FINITE ELEMENT BASED WEIGHT REDUCTION SUBJECT TO STABILITY CONSTRAINTS FOR AN AIRSHIP COMPOSITE DUCT

Abstract

The primary functions of High Altitude Long Endurance (HALE) airships are persistent observation and wide area direct line of sight communication. Traditional airships have an ellipsoidal type hull, which is characterized by a large aspect ratio but results in an increase in the weight of the envelope. In order to reduce the weight of an airship, a hull having lower aspect ratio would be preferred. A novel unconventional airship design having a toroidal geometry with a propulsive duct running from the front end to back end was developed by Dancila in an attempt to achieve this objective. The propulsive duct helps in reducing the drag associated with the toroidal shape by blowing of the wake region. The propulsive duct is subjected to hull pressure on its outer walls and airflow induced pressure on its inner walls. This results in in-plane duct wall compressive stress, which may potentially result in a loss of structural stability. In prior work a duct with sandwich composite configuration was investigated, to maintain an open duct, as it offers high specific stiffness, high specific strength and lightweight alternative to isotropic material construction. In this thesis a corrugated sandwich composite duct design is considered as it may provide a higher wall bending stiffness compared to a smooth duct. The results for the smooth sandwich composite duct obtained from the literature survey are used as a reference in this analysis. The duct is modeled and analyzed using the commercial finite element code ABAQUS. The objective is to reduce weight subject to stability constraints while maintaining a 50% margin of safety. There are two independent design parameters and one dependent design parameter for this analysis.
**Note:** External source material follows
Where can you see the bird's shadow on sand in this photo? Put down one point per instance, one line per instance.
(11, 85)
The independent design parameters are the number of corrugation waves and amplitude of corrugation while the dependent parameter is the required thickness of the foam to ensure stability. An FEM based method is used to reduce the weight of the corrugated duct design involving number of corrugation waves, amplitude of corrugation and foam thickness. The best configuration identified in this investigation provides a significant weight reduction of 32% compared to the baseline smooth duct.